While the technology has changed, however, many of the techniques and priorities involved have not.
“Whilst we use the good old-fashioned Supplier Relationship Management techniques, we have needed to make some adjustments,” says Haines.
As an example, Haines points to Brexit legislation changes which require European component repair shops to release repaired components with different paperwork than what was required pre-Brexit.
“We have had to forge relationships with new suppliers, and we quite often need to bring work back to the UK for repair,” Haines says.
Virgin Atlantic’s key relationships for aircraft and engine component repair are with Air France, KLM and Rolls Royce. These long-standing relationships have been established for nearly 30 years and Virgin Atlantic has reinforced these during the pandemic period.
“Whilst they have their own challenges with the worldwide supply chain chaos, we have been able to draw on their expertise and scale to support our operational requirements,” says Haines.
The Long View
While it is easy to see the short-term impact of the Covid pandemic and the ensuing logistics and supply chain issues that followed it, the crisis has also had a long-term effect on the way Virgin Atlantic does business.
“One of our changes was to outsource elements of our warehousing to our established logistics partner, Bollore Logistics UK Ltd,” Haines says.
To rationalise its property footprint, Virgin Atlantic closed warehouse facilities at both its Gatwick Hangar and head office in Crawley, transferring inventory to Bollore’s facilities at Heathrow and Cardiff. Whilst Warehouse & Logistics providers are providing many services, it is all overseen by Virgin Atlantic’s Quality Assurance oversight.
“This transition has been challenging during the covid pandemic, but we are confident that the services are now being supplied by a world-class provider in state-of-the-art warehousing facilities close to our main operating base at London Heathrow,” Haines tells us.
Looking further forward, however, Haines has even bigger plans for the airline.

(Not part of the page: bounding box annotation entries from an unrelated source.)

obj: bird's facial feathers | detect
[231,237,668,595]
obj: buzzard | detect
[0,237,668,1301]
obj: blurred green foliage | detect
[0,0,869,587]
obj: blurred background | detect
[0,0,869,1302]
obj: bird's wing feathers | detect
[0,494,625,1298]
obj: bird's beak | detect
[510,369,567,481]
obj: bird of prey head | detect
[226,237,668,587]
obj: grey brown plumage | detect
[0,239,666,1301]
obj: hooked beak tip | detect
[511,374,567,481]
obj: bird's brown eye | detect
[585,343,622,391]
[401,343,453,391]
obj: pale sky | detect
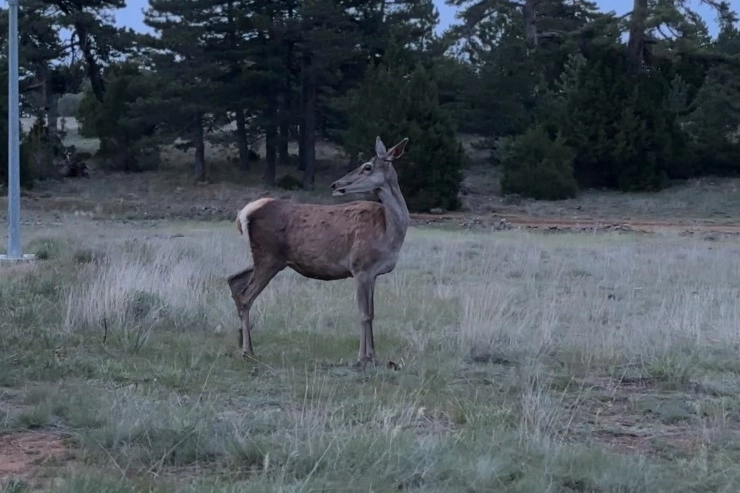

“Our biggest plan for future Supply Chain improvements is via our Engineering Transformation Programme which will see the implementation of a new ERP solution within the next 12 months,” he says. “We are implementing Trax eMRO and already have a sizeable team working to transition from our existing IT systems. We had already prepared for this transition before the pandemic, but this was put on hold for obvious reasons.”
The new product provides the means to manage and maintain all information generated by an aviation management organisation, but also offers major benefits to Virgin Atlantic’s supply chain processes and effectiveness, providing sophisticated materials management functionality to control acquisition as use of aircraft parts and material.
“This will include improved levels of accuracy in inventory management, improvements to shipping and receipting, and elimination of interrupted work due to material availability,” Haines says. “Also, the improved integration with our corporate ERP system and interface with other recognised B2B connectivity will enhance our performance in supply chain management.”